Unleashing Creativity: Applications of Stable Video Diffusion

Explore the creative potential of the model.

The Future of AI Video

The advancement of latent video diffusion models for high-resolution, state-of-the-art text-to-video and image-to-video generation. The authors identify and evaluate three different stages for successful training of video LDMs: text-to-image pretraining, video pretraining, and high-quality video finetuning. They also demonstrate the necessity of a well-curated pretraining dataset for generating high-quality videos and present a systematic curation process to train a strong base model, including captioning and filtering strategies. Furthermore, the paper explores the impact of finetuning the base model on high-quality data and demonstrates that the model provides a powerful motion representation for downstream tasks such as image-to-video generation and adaptability to camera motion-specific LoRA modules. The authors also show that their model provides a strong multi-view 3D-prior and can serve as a base to finetune a multi-view diffusion model that jointly generates multiple views of objects in a feedforward fashion, outperforming image-based methods at a fraction of their compute budget. They release code and model weights at the GitHub repository of Stability AI.

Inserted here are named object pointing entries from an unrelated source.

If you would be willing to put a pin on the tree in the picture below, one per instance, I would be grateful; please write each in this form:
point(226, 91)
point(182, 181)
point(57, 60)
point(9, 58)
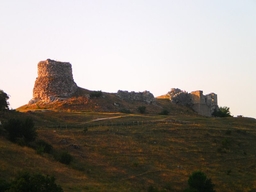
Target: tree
point(222, 112)
point(3, 101)
point(142, 109)
point(198, 182)
point(26, 182)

The paper presents a systematic data curation workflow to turn a large uncurated video collection into a quality dataset for generative video modeling. Using this workflow, the authors train state-of-the-art text-to-video and image-to-video models, outperforming all prior models. They also probe the strong prior of motion and 3D understanding in their models by conducting domain-specific experiments. Specifically, they provide evidence that pretrained video diffusion models can be turned into strong multi-view generators, which may help overcome the data scarcity typically observed in the 3D domain.

The advancement of latent video diffusion models and presents a systematic data curation workflow to improve the performance of generative video modeling. It also demonstrates the potential of pretrained video diffusion models to serve as strong multi-view generators.